Despite these challenges, the Asheville drag community continues to put on fabulous shows practically every day. And in the case of Asheville Drag Brunch and the Beer City Sisters, they make a difference for communities in need.
Both groups are nonprofits and donate all proceeds from performances to local charities. Upcoming beneficiaries for Asheville Drag Brunch include Arms Around ASD, Tranzmission, Healing Solutions Counseling and — at the Sunday, April 9, return of Pageant: The Drag Show at The Grey Eagle — Blue Ridge Pride Center; and the Beer City Sisters have worked closely with the WNC AIDS Project, Loving Food Resources and BeLoved Asheville.
This philanthropic side of drag and the support that’s shown among its members have resulted in a robust scene that continues to grow. Divine says you “can’t throw a heel without hitting a queen” in Asheville. And Presley doesn’t have any trouble booking shows at Scandals.
“I’ve seen more people want to participate,” Presley says. “They’ve come together as a community as well, wanting to help each other promote themselves and also to help the younger ones or the newer ones learn the ropes.”
The gradual mainstreaming of drag, however, has been a blessing and a curse. Divine notes that while the “RuPaul’s Drag Race” reality show and competition has resulted in elevated attendance, it’s also led to impossible standards for certain patrons.
“RuPaul has projected the image that drag is all jaw-dropping spectacular and every drag queen should be able to sew,” Divine says. “[Asheville’s] drag queens are working, like, a 40-hour job at Cookout, and $10,000 minimum is what it will take you to be on ‘Drag Race,’ just to have the costume.”
Such unfair expectations for local performers are increasingly coupled with drag audiences that aren’t aware of proper etiquette.

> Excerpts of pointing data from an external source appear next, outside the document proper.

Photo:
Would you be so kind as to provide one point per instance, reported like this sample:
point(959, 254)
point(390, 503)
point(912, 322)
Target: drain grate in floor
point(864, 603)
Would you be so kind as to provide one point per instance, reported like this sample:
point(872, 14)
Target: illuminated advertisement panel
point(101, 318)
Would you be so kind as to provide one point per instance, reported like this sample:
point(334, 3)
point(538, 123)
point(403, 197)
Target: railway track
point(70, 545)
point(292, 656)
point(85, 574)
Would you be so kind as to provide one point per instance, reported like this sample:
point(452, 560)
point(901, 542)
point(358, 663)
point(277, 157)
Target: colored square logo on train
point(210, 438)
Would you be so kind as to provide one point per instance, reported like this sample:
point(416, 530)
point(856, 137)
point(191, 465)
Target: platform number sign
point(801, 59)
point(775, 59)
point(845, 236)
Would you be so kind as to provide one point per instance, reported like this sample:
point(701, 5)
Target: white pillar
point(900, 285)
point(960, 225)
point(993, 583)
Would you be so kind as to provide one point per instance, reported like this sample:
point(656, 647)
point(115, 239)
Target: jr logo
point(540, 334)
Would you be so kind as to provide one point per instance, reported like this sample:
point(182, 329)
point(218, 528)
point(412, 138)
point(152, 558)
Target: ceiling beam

Divine notes that bridal parties and “straight girl parties” choose to be at drag shows because they trust the queer community to provide a safe space in which to party. Though some of these groups are respectful and aware that the performers’ salaries come from tips, she says most aren’t.
“They’re invading the queer space and not really knowing the culture of what they’re getting into,” she says. “And it pisses us off.”
At Scandals, Presley sees plentiful birthday parties, bachelorette parties and other groups celebrating special events — most of whom are well behaved.
“I’ve definitely seen drag gain popularity over the years but it’s kind of always been there,” Presley says. “I think that we could always use education, just with the diversity. For the most part, our patrons respect drag queens and drag shows. But given the circumstances, you always have one [who doesn’t] here or there.”
Room to grow
Additional performance homes at Banks Ave. Bar, O.Henry’s, Asheville Beauty Academy and various breweries and wine bars help sustain the demand for local drag performances, though its members see plenty of opportunities for growth and improvement.
“I think that we have a great scene, but it’s still very much a late-night scene,” Janet says. “That’s sort of when the LGBTQ community feels more comfortable expressing themselves. It would be great if there were more events like [Blue Ridge] Pride, where there’s some exposure to the mainstream.”
In this writer’s conversation with Janet, the concept of a Drag Congress with representatives from each house was jokingly suggested but received support from the performer — who would nominate Divine for the assembly. Janet notes that her friend is a true leader who isn’t afraid to speak out about difficult topics or stand up to adversaries who want to intimidate her and her sisters.
“It’s scary to me, but inside me, larger than that fear is my want for equity and fairness and equality,” Divine says. “[Opposition groups] have no idea what they’re protesting. I want them to meet me — let’s talk. Let’s just be humans together. You’ll not be scared of me, I promise. My makeup may scare you, but that’s it.”